Advocacia da concorrência: por que não criar um procedimento com o objetivo de efetivar a competição nos setores regulados?

Acaba de ser lançada uma publicação relevante sobre o tema da reforma do Estado, regulação e competição nas atividades econômicas: o livro “Advocacia da concorrência: propostas com base nas experiências brasileira e internacional”, da autoria de membros do Comitê de Regulação do Instituto Brasileiro de Estudos de Concorrência, Consumo e Comércio Internacional (Ibrac), e publicado pela editora Singular (São Paulo, 2016, 144 pp.).

A publicação trata do papel que os órgãos de defesa da concorrência — o Cade e a Secretaria de Acompanhamento Econômico do Ministério da Fazenda (Seae) — devem desempenhar ao debater a qualidade da regulação com autoridades competentes para adotar medidas de caráter setorial. Dentre essas autoridades estão incluídas, é claro, as agências reguladoras e os ministérios, mas também o próprio Congresso Nacional.

A defesa da concorrência começa a se tornar efetiva no Brasil em 1994, já no contexto da chamada Reforma do Estado e por meio da aprovação da Lei n. 8.884/1994. Se o Cade e a então Secretaria de Direito Econômico do Ministério da Justiça (SDE) podem ser entendidos como os principais impulsionadores, respectivamente, das políticas de análise de atos de concentração (1994-2002) e de investigação de condutas anticoncorrenciais (como cartéis etc. – 2003-2011), por outro lado, a Seae, nos dois períodos referidos, sempre teve a reputação de um órgão com larga expertise técnica em análise econômica, um auxílio à época indispensável para o Cade e a SDE.

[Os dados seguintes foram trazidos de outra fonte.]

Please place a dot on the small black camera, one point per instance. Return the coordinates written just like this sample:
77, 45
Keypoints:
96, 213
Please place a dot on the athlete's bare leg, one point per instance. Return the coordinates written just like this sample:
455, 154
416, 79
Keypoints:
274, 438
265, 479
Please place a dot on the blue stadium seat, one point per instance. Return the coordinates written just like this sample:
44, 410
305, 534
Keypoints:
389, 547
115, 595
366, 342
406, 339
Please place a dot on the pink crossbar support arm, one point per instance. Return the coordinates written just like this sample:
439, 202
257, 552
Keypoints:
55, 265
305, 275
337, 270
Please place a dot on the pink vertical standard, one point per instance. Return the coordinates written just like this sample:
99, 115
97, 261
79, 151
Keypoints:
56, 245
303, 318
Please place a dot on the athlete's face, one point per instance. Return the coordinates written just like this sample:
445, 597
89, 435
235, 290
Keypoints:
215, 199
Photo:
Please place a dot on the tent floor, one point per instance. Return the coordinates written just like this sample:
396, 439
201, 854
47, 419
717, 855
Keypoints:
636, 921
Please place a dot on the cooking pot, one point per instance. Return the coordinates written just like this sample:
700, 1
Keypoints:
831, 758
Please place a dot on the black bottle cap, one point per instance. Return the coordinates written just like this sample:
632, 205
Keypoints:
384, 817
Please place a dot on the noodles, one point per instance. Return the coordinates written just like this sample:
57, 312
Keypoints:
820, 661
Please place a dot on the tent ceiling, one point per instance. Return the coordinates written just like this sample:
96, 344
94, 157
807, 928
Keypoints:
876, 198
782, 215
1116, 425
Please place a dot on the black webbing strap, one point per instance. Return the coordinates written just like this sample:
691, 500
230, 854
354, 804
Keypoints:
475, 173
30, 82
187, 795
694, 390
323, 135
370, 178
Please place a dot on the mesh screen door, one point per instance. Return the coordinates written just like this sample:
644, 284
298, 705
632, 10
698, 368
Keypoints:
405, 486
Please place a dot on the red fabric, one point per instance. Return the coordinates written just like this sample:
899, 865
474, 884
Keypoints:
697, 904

Com a nova lei de defesa da concorrência (Lei n. 12.529/2011), a Seae tornou-se um órgão focado justamente na chamada advocacia da concorrência, acima definida, em outras palavras, como a defesa da adoção de medidas regulatórias pró-concorrenciais, sempre que a análise econômica indicar sua propriedade.

Além da grande importância da advocacia da concorrência no sentido de evitar restrições desnecessárias à concorrência que possam ser geradas pela edição de leis e regulamentos de caráter anticompetitivo nos níveis federal, estaduais e municipais, o estudo também demonstra que a advocacia da concorrência pode, inclusive, resultar em uma melhor interação Seae/Cade quando o último se vê diante da análise de atos de concentração e processos de investigação de condutas anticompetitivas no âmbito de marcos regulatórios setoriais. Isso também é importante para que haja uma interação eficiente entre o trabalho do Cade e da Seae com a atividade regulatória exercida pelas agências nos setores de infraestrutura, bem como com outros órgãos públicos das administrações federal, estaduais e municipais.

O Cade e a Seae podem dar uma importante contribuição para o aperfeiçoamento da regulação concorrencial que deve ser empreendida em setores da economia, como, por exemplo, telecomunicações e economia digital. A expertise dos órgãos de defesa da concorrência também pode em muito auxiliar os órgãos reguladores a desenvolver melhores práticas de análise de impacto regulatório, que permitam antecipar consequências e orientar escolhas bem informadas pelo regulador.

Finalmente, cabe mencionar aquela que pode ser entendida como a principal proposta incluída nas conclusões do livro (p. 133): que a advocacia da concorrência passe a ser exercida no âmbito de um procedimento com trâmites bem definidos (tal como ocorre com os atos de concentração e investigações de condutas), tendo como característica fundamental propiciar que agentes econômicos do setor privado levem ao conhecimento da Seae e/ou Cade a formulação de leis ou regulamentos de caráter possivelmente anticompetitivo. A institucionalização da advocacia da concorrência parece ser um passo importante para efetivar a concorrência nos setores regulados.